Dolla Must be Freed.

In addition to the overwhelming evidence that Dolla had no connection with the explosion which damaged a porch to the extent of $150., the only crime in the whole case, it is now clear that the entire affair was a plant by the State Cossacks. Members of that tool of capitalist oppression have boasted that they knew all about the affair before it was ever pulled off. The Steel Trust attorney has admitted that Aldrige was a Steel Trust spy, and his engineering hand has been traced through the affair, although he was spirited out and never arrested. Miller has confessed that his testimony was perjured under threat of 20 to 30 years imprisonment. Witzman has been proven to have perjured his evidence. The whole rotten case has been left without a leg to stand on, except for the plea of guilty which was obtained by fraud, duress, and coercion.

There is only one legal recourse to obtain belated justice for Jacob Dolla. That is executive clemency. This is already being delayed over time, and it yet remains to be seen if the influence of the Steel Trust can reach far enough to prevent it. There is only one thing which can make sure that Dolla is not kept in prison for another 9 to 14 years, and that is for the entire labor movement to be made acquainted with the terrible persecution to which this labor militant has been subjected for his devotion to the cause of Labor.
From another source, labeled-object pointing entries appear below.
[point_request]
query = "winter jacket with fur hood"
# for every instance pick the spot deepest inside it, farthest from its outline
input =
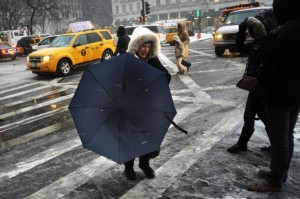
(280, 75)
(184, 37)
(178, 47)
(153, 60)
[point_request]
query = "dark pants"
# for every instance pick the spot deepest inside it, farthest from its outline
(254, 105)
(282, 121)
(144, 159)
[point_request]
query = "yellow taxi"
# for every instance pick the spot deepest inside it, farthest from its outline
(170, 32)
(70, 50)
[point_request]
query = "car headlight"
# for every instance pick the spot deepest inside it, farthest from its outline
(46, 58)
For that is Jacob Dolla’s only crime that in the struggle with the Steel Trust he stood with the workers and would not flinch.

It would be a terrible blot upon the record of the American labor movement if it should continue to ignore the case of Jacob Dolla. Every militant should get busy to bring this to the attention of the unions everywhere. Labor must be made acquainted with the case, and prepare to bring pressure in the proper place if Dolla is not quickly released. The frame-up game must be put out of business. Dolla must be freed.

The Labor Herald was the monthly publication of the Trade Union Educational League (TUEL), in immensely important link between the IWW of the 1910s and the CIO of the 1930s. It was begun by veteran labor organizer and Communist leader William Z. Foster in 1920 as an attempt to unite militants within various unions while continuing the industrial unionism tradition of the IWW, though it was opposed to “dual unionism” and favored the formation of a Labor Party. Although it would become financially supported by the Communist International and Communist Party of America, it remained autonomous, was a network and not a membership organization, and included many radicals outside the Communist Party. In 1924 Labor Herald was folded into Workers Monthly, an explicitly Party organ and in 1927 ‘Labor Unity’ became the organ of a now CP dominated TUEL. In 1929 and the turn towards Red Unions in the Third Period, TUEL was wound up and replaced by the Trade Union Unity League, a section of the Red International of Labor Unions (Profitern) and continued to publish Labor Unity until 1935. Labor Herald remains an important labor-orientated journal by revolutionaries in US left history and would be referenced by activists, along with TUEL, along after it’s heyday.